April 29, 2015
Statement of Michael Huerta, Administrator
Before the House Government Oversight and Reform Committee on “Flying Under the Radar: Securing Washington, D.C. Airspace”
Thank you, Chairman Chaffetz and Ranking Member Cummings, for the opportunity to appear before the Committee today.
I would like to address your questions about the recent gyrocopter incident by explaining the FAA’s role in airspace security and how we coordinate with other agencies.
First and foremost, the FAA’s mission is aircraft and airspace safety. We operate the nation’s air traffic control system to separate aircraft. Our primary focus is on getting aircraft safely to their destinations and managing the flow of thousands of aircraft and their passengers around the country every day.
In addition to the FAA’s safety mission, we also work very closely with the Departments of Defense and Homeland Security on a daily basis to support their aviation security missions, particularly here in the Capital Region. As part of that support, we provide them a raw air traffic radar feed so they have situational awareness of what is happening in our national airspace system.
To enable our controllers to safely control air traffic, the first thing we have to do is to distinguish the aircraft that are communicating with controllers from all of the other objects in the air that are not aircraft. These other objects that the radar detects could be things like vehicles on nearby roadways, flocks of birds, weather events, or occasional kites or balloons.
Air traffic controllers could not do their jobs if they had to work with an unfiltered radar feed. They would not be able to distinguish the aircraft they are charged with safely handling from the other elements on their radar scopes.
We require aircraft that fly in the airspace around Washington, D.C., and other large cities around the country, to use transponders that broadcast basic information such as the type of aircraft, speed, direction, and altitude. When the radar detects those aircraft, it picks up the transponder information and displays it on a controller’s radar screen. Controllers can then see all of the flights in a specific area, along with all of the identifying information for each aircraft.
Anything that doesn’t have a transponder shows up as an image resembling a simple small dot on the radar screen – and there are typically many of them across a controller’s radar screen.
To assist controllers in focusing on safely managing air traffic, we apply filters to the controllers’ radar to eliminate the vast majority of those small dots. Safely managing air traffic is a controller’s mission and they must be able to do that without distraction.
To support national and homeland security, the FAA shares a real-time, unfiltered radar feed with our partners in the Department of Defense and several other agencies. We do that so they have the same information we have – and, so they can apply the appropriate filters for their own mission to protect the airspace. We also embed technical air traffic staff at a number of North American Aerospace Defense Command facilities around the country to provide additional operational expertise and support.
On April 15, Mr. Hughes’ gyrocopter appeared on our radar as one of those small, unidentified elements, indistinguishable from all the other non-aircraft radar tracks. The National Capital Region Coordination Center called the FAA at 1:24 p.m. that afternoon, to alert us to the flight based on information they received from the Capitol Police.
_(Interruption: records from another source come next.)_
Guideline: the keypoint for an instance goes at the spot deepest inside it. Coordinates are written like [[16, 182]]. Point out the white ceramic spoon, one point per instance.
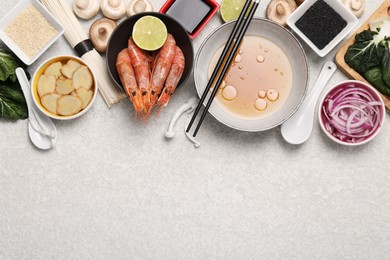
[[41, 129], [298, 128]]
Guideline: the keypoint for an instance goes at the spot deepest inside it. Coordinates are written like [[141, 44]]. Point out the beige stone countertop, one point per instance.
[[115, 188]]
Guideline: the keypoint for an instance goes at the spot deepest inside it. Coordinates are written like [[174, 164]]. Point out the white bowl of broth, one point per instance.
[[267, 81]]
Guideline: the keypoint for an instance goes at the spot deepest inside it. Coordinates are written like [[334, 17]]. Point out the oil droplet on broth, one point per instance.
[[252, 76]]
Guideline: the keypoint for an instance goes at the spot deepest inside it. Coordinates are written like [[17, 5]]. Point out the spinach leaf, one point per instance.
[[375, 77], [366, 52], [8, 63], [386, 68], [12, 103]]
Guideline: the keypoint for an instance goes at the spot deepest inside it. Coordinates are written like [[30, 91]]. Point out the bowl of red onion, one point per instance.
[[351, 113]]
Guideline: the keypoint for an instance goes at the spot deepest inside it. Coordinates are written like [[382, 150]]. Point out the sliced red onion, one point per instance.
[[351, 113]]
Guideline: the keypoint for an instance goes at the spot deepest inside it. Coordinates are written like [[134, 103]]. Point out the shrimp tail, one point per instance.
[[161, 68], [142, 72], [127, 77], [173, 78]]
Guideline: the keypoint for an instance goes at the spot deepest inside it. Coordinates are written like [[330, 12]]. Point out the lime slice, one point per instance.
[[231, 9], [149, 33]]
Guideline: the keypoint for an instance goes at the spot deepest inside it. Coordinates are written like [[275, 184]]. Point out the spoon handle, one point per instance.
[[326, 73], [298, 128], [42, 124]]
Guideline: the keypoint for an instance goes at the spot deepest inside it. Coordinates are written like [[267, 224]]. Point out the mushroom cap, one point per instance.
[[138, 6], [279, 10], [86, 9], [355, 6], [100, 33], [113, 9]]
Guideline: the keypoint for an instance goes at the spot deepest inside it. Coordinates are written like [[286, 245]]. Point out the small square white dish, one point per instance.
[[339, 8], [12, 14]]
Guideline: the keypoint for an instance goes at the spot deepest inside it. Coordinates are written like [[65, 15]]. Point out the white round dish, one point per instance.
[[358, 84], [292, 48], [41, 70]]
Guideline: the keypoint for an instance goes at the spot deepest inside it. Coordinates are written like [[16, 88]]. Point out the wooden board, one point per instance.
[[383, 10]]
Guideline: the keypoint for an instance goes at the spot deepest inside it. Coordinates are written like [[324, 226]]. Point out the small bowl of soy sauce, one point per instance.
[[322, 24], [193, 15]]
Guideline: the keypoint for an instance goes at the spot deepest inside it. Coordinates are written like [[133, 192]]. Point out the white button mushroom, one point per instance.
[[279, 10], [355, 6], [86, 9], [260, 104], [138, 6], [272, 94], [229, 92], [113, 9], [261, 94], [100, 33]]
After the incident, we conducted a forensic radar analysis and looked for an image that might match Mr. Hughes’ gyrocopter. We understood he had taken off from a small airport in Gettysburg, Pennsylvania, and we had an approximate time, so we looked at unfiltered radar data. A trained radar analyst identified a slow-moving image that traveled from Gettysburg toward the Capitol, and vanished from radar at about the time Mr. Hughes landed on the West Lawn. We now believe that unidentified radar element was Mr. Hughes’ gyrocopter. The dot appeared only intermittently throughout the flight.
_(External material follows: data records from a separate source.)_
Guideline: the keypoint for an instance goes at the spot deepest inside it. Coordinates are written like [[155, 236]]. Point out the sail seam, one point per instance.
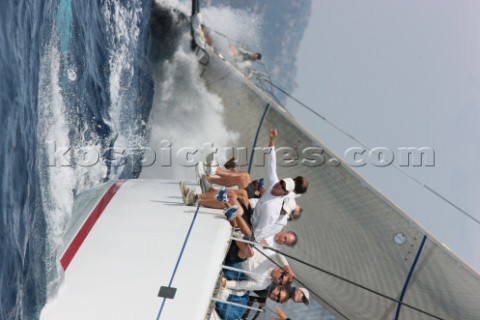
[[179, 259], [256, 137], [412, 269]]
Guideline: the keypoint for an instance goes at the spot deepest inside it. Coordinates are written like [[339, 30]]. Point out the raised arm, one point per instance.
[[272, 160]]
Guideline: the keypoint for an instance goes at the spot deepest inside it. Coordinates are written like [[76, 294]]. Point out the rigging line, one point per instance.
[[354, 283], [436, 193], [325, 302]]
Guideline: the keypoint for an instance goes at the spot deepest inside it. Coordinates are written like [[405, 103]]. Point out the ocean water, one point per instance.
[[75, 79], [78, 83]]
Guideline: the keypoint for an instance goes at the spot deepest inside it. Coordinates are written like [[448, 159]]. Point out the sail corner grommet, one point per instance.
[[167, 292]]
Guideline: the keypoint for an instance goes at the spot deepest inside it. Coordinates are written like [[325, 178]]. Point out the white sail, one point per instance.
[[348, 227]]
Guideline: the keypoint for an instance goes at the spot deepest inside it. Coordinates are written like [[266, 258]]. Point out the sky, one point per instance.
[[402, 74]]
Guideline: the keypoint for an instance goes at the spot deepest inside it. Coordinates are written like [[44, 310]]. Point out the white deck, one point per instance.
[[133, 249]]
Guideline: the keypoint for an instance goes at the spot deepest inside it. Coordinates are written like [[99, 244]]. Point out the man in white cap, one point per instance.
[[299, 295], [273, 206]]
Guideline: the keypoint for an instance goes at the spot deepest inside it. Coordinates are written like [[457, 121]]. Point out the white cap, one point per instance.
[[289, 184], [306, 295]]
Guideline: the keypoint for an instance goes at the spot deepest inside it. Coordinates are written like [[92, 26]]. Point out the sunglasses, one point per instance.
[[284, 188]]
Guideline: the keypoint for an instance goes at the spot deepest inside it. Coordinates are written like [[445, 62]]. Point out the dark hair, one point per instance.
[[301, 185], [293, 216]]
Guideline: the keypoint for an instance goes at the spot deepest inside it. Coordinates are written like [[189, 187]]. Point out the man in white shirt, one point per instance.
[[262, 272], [272, 204]]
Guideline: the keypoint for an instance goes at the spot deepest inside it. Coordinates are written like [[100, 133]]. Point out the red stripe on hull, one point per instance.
[[88, 225]]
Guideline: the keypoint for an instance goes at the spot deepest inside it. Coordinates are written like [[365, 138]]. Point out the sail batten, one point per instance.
[[348, 226]]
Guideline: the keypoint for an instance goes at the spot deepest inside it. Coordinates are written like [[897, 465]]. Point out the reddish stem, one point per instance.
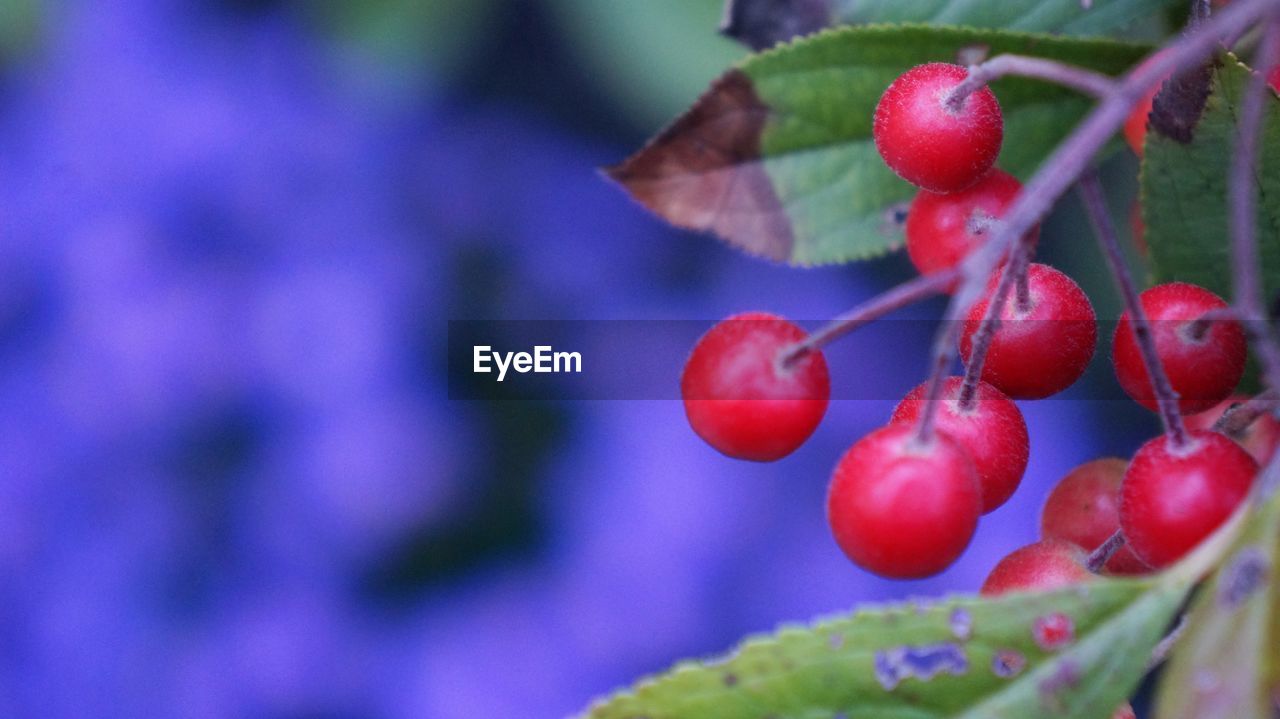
[[1072, 158], [901, 296], [1015, 274], [1100, 557], [1242, 219], [1166, 399], [1022, 65]]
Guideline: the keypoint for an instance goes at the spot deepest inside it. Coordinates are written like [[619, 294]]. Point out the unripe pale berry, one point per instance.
[[1084, 509], [992, 430], [1260, 439], [1174, 497], [926, 142], [903, 509], [1040, 348], [942, 229], [1203, 371], [741, 399], [1046, 564]]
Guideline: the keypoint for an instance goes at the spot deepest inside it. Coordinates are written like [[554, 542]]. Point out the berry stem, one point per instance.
[[1100, 557], [1022, 65], [1200, 326], [1015, 274], [1246, 278], [1070, 160], [1166, 399], [1239, 417], [1022, 275], [901, 296]]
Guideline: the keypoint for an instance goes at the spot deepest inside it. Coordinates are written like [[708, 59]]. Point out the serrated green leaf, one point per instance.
[[959, 658], [1228, 664], [1184, 201], [777, 156], [1066, 17]]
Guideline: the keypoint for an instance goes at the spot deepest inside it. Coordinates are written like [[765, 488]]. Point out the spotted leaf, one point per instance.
[[777, 156]]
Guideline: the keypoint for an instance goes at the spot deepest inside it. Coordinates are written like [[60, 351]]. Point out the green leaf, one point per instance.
[[1184, 201], [964, 656], [777, 156], [1066, 17], [1228, 663]]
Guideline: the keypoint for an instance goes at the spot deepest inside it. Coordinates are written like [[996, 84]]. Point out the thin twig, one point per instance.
[[1014, 275], [1200, 326], [1237, 418], [1022, 65], [1166, 399], [906, 293], [1100, 557], [1243, 211], [1072, 158]]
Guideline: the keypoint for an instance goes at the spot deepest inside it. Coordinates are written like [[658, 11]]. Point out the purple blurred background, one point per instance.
[[232, 233]]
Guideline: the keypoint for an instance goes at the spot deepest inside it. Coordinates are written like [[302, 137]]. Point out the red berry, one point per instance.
[[903, 509], [741, 399], [1084, 509], [1136, 126], [1202, 371], [1260, 439], [1046, 564], [992, 430], [929, 145], [1042, 348], [1173, 498], [944, 229]]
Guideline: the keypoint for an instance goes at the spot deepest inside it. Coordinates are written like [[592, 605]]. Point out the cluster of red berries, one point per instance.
[[904, 500]]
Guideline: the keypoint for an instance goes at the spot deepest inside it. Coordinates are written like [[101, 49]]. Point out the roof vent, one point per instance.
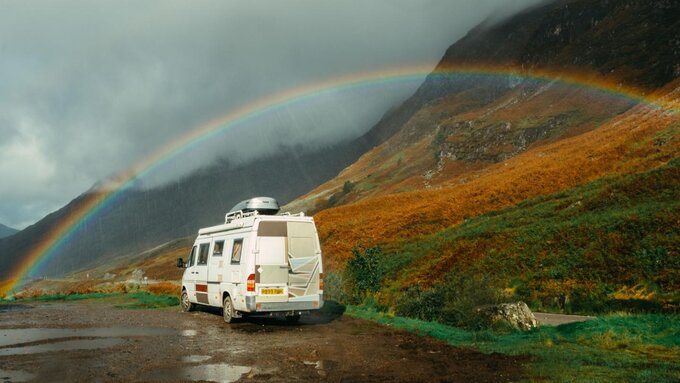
[[261, 205]]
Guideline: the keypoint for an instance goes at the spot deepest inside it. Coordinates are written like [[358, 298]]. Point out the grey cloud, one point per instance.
[[88, 89]]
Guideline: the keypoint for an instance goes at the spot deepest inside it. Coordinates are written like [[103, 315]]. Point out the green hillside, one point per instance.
[[609, 245]]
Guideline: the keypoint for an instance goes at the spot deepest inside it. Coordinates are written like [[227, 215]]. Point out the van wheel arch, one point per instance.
[[184, 301], [228, 311]]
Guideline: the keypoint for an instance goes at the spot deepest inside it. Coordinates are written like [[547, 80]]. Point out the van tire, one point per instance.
[[185, 303], [228, 310]]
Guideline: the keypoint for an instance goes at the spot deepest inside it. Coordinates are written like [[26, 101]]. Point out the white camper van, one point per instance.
[[255, 263]]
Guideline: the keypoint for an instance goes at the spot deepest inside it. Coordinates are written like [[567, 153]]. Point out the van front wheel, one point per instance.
[[228, 310], [184, 302]]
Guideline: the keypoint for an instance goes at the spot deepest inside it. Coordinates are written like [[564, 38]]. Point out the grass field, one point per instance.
[[614, 348]]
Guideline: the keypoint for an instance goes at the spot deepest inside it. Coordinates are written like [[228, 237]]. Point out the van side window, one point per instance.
[[203, 254], [192, 256], [236, 251], [219, 247]]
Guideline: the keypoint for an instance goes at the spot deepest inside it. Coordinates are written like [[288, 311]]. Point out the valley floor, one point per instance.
[[50, 341]]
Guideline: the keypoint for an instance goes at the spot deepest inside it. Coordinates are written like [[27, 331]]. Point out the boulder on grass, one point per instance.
[[517, 315]]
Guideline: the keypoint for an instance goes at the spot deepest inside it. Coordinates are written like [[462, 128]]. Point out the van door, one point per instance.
[[271, 263], [303, 256], [201, 273], [189, 278]]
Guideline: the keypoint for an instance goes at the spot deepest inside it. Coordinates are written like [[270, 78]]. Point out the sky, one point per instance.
[[89, 88]]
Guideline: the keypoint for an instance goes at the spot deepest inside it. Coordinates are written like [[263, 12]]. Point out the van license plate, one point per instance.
[[271, 291]]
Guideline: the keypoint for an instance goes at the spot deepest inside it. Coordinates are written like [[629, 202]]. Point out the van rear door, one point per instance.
[[304, 259], [271, 263]]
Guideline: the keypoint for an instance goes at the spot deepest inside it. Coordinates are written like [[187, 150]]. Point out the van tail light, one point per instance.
[[251, 283]]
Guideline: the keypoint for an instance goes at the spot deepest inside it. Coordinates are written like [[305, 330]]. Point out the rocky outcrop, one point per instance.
[[517, 315]]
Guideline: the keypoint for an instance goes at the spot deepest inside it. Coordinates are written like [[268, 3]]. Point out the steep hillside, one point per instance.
[[6, 231], [607, 245], [558, 194], [467, 121]]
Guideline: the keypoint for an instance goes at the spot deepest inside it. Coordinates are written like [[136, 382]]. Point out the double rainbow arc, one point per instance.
[[98, 202]]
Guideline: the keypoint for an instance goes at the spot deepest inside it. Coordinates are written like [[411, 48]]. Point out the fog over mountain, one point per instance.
[[91, 88]]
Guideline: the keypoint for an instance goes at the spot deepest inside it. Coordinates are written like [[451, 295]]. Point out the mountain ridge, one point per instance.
[[6, 231]]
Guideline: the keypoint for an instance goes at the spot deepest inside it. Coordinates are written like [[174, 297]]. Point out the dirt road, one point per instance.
[[97, 342]]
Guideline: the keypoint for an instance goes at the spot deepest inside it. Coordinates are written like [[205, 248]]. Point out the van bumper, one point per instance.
[[252, 306]]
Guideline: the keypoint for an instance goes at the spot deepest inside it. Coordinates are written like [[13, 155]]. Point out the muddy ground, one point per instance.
[[168, 345]]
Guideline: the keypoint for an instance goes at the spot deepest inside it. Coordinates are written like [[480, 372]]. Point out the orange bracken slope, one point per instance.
[[640, 139]]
When we got the call from the Capitol Police, we immediately notified our interagency partners on the Domestic Events Network, or DEN, a twenty-four hour, seven days a week communications line we operate to support a shared situational awareness among our interagency partners.
We initiated the DEN more than a decade ago to quickly share information about activity in the airspace with multiple agencies. The DEN now includes more than 130 federal and local agencies, as well as major FAA air traffic facilities around the country. The DEN has played a critical role in disseminating important operational information to other agencies as quickly as possible.
Each agency has a responsibility to announce an airspace incident on the DEN as soon as they know about it. Sharing information in real time is vital to ensure we’re all operating with the same basic facts and can respond according to our own specific mission requirements.
We are committed to our safety mission at the FAA, and we are dedicated to working closely with all of our airspace security partners to support protection of the airspace. We are assisting the Department of Homeland Security in its ongoing interagency review of this incident. This is in addition to our own internal review to ensure that FAA employees followed all the proper procedures and protocols during the event. If we need to make changes as a result of these efforts we will and I will keep the committee informed.
I would be happy to take your questions.